Mauri

Personal information
- Full name: Mauri Franco Barbosa da Silva
- Date of birth: 6 March 1993 (age 32)
- Place of birth: Catu, Brazil
- Height: 1.71 m (5 ft 7+1⁄2 in)
- Position(s): Midfielder

Team information
- Current team: Jacuipense

Youth career
- Vitória

Senior career*
- Years: Team / Apps / (Gls)
- 2014–2017: Vitória / 3 / (0)
- 2014: → Icasa (loan) / 12 / (0)
- 2015–2016: → Linense (loan) / 35 / (3)
- 2016–2017: Linense / 31 / (2)
- 2018: Linense / 9 / (0)
- 2019–: Jacuipense / 0 / (0)
- 2019: → Serra (loan) / 6 / (0)

= Mauri (Brazilian footballer) =

Brazilian footballer

Mauri Franco Barbosa da Silva (born 6 March 1993), simply known as Mauri, is a Brazilian footballer who plays for Jacuipense as a defensive midfielder.

==Club career==
Born in Catu, Bahia, Mauri represented Vitória as a youth. He made his first team debut on 9 February 2014, starting in a 4–1 Campeonato Baiano away win against Serrano.

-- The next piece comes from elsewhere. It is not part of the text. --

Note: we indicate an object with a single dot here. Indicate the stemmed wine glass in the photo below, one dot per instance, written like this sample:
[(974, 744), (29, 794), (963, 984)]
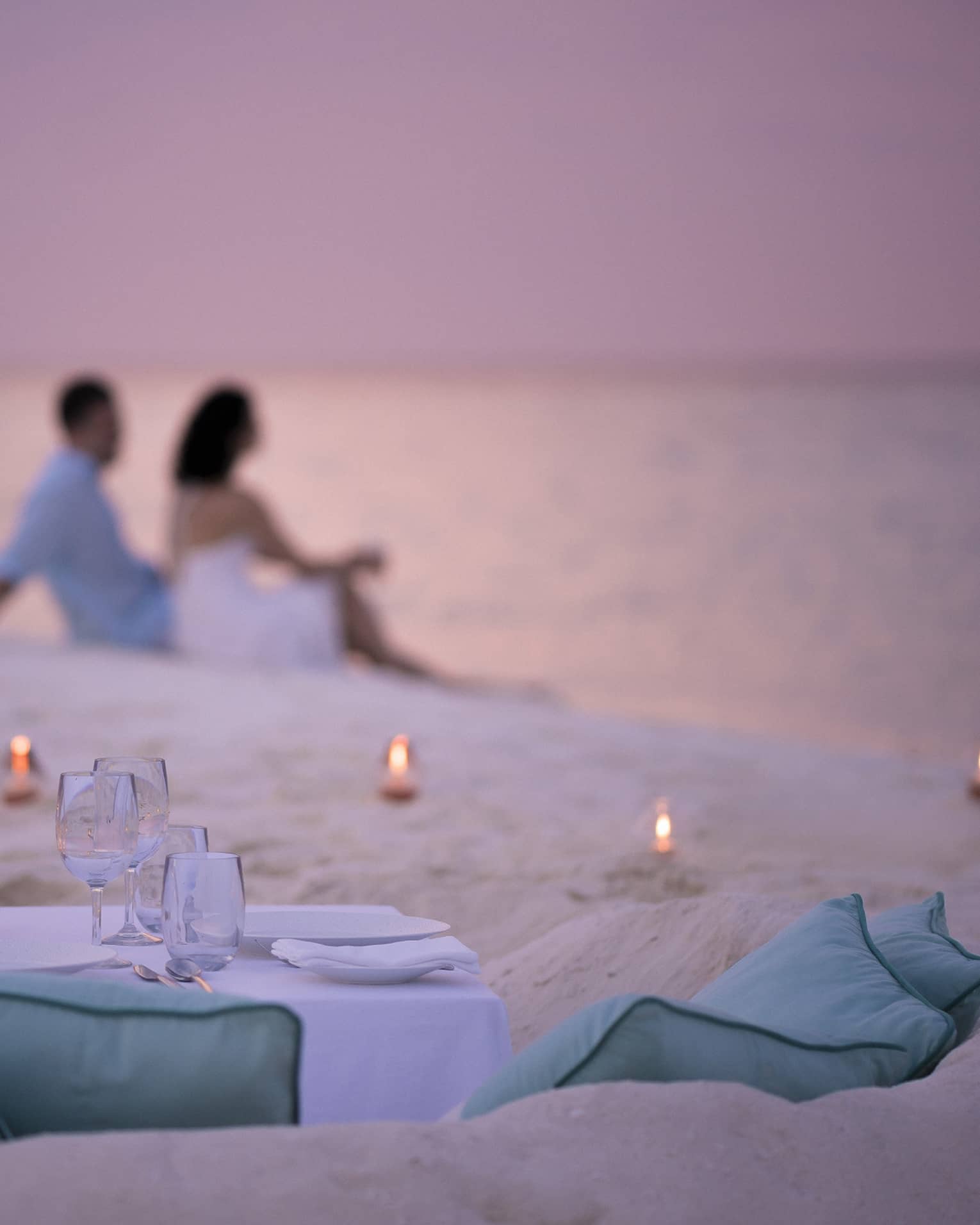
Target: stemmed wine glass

Mauri made his Série A debut on 27 April 2014, coming on as a second half substitute for Caio in a 2–2 home draw against Atlético Paranaense. On 11 September, he was loaned to Icasa until the end of the year.

On 6 August 2015 Mauri moved abroad, signing a one-year loan deal with Spanish Segunda División B club Real Balompédica Linense.